The second study has to do with recovery from COVID-19 in Germany. They tracked 100 patients after infection with COVID-19 and performed cardiovascular magnetic resonance imaging (MRI) on all of them at a median of 71 days after they tested positive. Sixty seven of the patients had mild enough symptoms to manage their care and recovery at home whereas 33 required hospitalization. However, 78 of the patients had evidence of heart abnormalities on MRI. 60% had ongoing inflammation in their hearts. These findings didn’t seem to be linked to underlying condition, severity of illness. So even including previously healthy people, heart damage was observed in 78% of recovering patients. This study is small and did not look at pediatric patients. But seeing data like these, it is not surprising that the US has considered barring COVID-19 survivors from enlisting in the military.

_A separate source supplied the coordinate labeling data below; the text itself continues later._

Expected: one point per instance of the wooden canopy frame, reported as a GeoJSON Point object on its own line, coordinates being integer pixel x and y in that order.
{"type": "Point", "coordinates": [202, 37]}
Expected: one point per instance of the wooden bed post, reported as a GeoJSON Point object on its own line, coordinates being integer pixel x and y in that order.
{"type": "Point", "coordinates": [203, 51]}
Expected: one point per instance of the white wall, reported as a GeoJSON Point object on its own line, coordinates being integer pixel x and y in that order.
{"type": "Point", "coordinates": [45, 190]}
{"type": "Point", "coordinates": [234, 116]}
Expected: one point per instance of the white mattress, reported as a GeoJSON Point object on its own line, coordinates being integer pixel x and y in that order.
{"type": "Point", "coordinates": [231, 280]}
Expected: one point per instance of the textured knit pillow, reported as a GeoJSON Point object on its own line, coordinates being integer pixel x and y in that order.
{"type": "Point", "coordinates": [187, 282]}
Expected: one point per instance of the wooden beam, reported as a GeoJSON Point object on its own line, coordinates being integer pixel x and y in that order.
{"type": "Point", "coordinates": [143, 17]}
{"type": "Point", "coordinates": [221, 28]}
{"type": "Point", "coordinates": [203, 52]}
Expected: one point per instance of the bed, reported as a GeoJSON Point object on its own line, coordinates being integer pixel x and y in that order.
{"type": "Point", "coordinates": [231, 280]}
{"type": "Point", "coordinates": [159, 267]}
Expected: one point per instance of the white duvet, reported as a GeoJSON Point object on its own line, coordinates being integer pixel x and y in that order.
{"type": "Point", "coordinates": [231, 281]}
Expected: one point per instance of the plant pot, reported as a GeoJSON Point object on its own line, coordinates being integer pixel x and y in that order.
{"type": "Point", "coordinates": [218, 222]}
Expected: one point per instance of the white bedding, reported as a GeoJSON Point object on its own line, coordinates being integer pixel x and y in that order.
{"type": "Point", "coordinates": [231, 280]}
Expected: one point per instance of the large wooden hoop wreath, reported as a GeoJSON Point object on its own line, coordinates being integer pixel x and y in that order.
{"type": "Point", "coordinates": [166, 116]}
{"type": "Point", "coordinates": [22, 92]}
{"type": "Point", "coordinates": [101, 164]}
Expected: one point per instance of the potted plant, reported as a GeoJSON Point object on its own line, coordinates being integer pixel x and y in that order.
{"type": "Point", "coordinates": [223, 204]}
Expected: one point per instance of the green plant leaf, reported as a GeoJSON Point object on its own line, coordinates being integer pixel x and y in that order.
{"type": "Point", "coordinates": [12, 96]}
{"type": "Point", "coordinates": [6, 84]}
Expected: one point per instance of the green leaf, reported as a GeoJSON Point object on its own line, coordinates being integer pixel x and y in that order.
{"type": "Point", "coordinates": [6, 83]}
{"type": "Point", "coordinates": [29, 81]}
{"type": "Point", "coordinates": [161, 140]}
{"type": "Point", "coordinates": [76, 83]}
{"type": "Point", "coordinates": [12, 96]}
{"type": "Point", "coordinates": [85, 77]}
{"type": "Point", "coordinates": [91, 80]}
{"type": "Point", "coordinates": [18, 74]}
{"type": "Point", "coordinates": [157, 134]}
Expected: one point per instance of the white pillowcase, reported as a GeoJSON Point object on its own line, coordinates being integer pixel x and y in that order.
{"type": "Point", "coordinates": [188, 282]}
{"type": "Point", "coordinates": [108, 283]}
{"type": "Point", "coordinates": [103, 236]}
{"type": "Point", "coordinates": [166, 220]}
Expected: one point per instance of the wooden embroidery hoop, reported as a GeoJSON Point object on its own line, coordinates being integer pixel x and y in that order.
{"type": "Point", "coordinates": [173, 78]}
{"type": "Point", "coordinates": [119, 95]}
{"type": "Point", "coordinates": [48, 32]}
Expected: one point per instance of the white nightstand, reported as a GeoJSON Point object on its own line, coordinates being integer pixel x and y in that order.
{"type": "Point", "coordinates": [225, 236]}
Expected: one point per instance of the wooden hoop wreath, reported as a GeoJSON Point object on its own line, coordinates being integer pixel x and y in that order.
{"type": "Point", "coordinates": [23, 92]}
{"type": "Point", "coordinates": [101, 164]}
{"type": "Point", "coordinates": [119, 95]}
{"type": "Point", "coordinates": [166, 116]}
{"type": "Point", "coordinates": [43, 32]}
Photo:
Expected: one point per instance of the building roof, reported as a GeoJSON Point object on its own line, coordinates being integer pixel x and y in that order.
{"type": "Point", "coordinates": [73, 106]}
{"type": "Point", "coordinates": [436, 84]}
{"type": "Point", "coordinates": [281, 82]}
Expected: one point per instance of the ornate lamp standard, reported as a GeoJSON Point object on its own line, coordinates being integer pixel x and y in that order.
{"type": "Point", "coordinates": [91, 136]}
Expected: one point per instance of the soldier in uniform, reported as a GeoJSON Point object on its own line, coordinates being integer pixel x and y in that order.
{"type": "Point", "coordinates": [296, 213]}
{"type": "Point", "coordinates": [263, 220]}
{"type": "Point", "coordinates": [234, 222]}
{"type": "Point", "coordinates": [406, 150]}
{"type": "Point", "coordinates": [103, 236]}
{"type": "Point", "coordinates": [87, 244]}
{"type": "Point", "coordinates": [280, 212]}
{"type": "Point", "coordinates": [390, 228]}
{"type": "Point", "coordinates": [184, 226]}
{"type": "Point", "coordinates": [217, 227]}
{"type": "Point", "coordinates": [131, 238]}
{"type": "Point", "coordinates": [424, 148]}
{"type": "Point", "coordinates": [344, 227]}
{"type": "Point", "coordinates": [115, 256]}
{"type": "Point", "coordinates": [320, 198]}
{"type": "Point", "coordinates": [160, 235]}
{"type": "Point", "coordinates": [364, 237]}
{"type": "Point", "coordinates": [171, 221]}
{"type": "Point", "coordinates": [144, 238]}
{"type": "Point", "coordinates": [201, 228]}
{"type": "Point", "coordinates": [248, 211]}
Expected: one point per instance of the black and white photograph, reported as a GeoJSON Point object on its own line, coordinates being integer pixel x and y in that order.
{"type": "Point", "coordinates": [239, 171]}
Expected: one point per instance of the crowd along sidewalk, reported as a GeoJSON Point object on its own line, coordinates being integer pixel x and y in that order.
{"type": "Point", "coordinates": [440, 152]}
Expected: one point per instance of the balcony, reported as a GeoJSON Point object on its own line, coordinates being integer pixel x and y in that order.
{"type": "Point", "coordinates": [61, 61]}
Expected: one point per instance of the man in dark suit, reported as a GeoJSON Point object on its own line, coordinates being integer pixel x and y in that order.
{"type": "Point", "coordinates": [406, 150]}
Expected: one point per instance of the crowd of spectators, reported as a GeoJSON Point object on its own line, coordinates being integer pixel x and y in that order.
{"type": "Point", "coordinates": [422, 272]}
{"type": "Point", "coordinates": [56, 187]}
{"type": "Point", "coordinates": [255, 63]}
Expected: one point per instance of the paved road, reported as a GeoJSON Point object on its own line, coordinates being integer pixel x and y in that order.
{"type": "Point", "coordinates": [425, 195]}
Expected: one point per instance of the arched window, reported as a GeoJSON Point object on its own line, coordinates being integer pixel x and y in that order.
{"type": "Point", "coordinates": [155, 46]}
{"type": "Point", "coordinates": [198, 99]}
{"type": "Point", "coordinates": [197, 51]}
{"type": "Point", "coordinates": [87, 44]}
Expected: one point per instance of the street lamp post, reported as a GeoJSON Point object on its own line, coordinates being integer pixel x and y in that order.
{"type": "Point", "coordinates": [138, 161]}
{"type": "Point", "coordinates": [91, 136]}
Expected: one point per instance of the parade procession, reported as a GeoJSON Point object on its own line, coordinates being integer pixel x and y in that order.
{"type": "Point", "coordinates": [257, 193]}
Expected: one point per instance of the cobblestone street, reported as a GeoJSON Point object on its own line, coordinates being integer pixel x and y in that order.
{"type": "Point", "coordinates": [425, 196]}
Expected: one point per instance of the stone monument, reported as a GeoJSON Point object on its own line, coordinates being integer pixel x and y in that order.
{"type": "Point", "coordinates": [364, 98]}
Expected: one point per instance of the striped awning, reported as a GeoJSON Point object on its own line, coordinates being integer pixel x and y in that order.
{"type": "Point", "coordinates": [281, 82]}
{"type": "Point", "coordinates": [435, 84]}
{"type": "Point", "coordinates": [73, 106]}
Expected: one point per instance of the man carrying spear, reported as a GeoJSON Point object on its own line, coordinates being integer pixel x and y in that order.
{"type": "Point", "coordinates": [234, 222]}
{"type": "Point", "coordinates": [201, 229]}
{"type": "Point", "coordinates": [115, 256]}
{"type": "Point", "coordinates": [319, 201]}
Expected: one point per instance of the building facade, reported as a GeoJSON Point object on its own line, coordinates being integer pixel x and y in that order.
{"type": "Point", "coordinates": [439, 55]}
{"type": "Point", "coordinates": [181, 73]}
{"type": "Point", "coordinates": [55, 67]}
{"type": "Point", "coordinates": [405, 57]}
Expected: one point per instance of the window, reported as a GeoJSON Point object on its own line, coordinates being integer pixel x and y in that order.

What do these studies tell us? We now have evidence that outbreaks should be expected when schools reopen, even in communities with low levels of disease due to prolonged shelter in place orders. Here in Georgia, our case count is enormous compared to what was happening in Jerusalem when they decided to reopen schools and continuing to climb. So it is more likely to happen here. Over half of the kids infected in that school were asymptomatic and could have been missed without thorough testing. Not only did the outbreak infect students, but also teachers, most of whom DID show symptoms, as well as family members and other members of the community outside of the school building. Meanwhile, the first school to reopen in Georgia is doing so the day after tomorrow, with masks being optional. Among adults, we now know that 78% of recovering COVID-19 survivors have prolonged heart damage, for more than two months after their infection was diagnosed. We don’t know whether similar effects are seen in the hearts of children, but children aren’t the only people in a school building. Teachers, administrators, school bus drivers, custodians, cafeteria staff and others are all vital parts of the school community and potentially vulnerable to the long term complications of even a mild infection with COVID-19.
That’s it for today. Be safe and be well!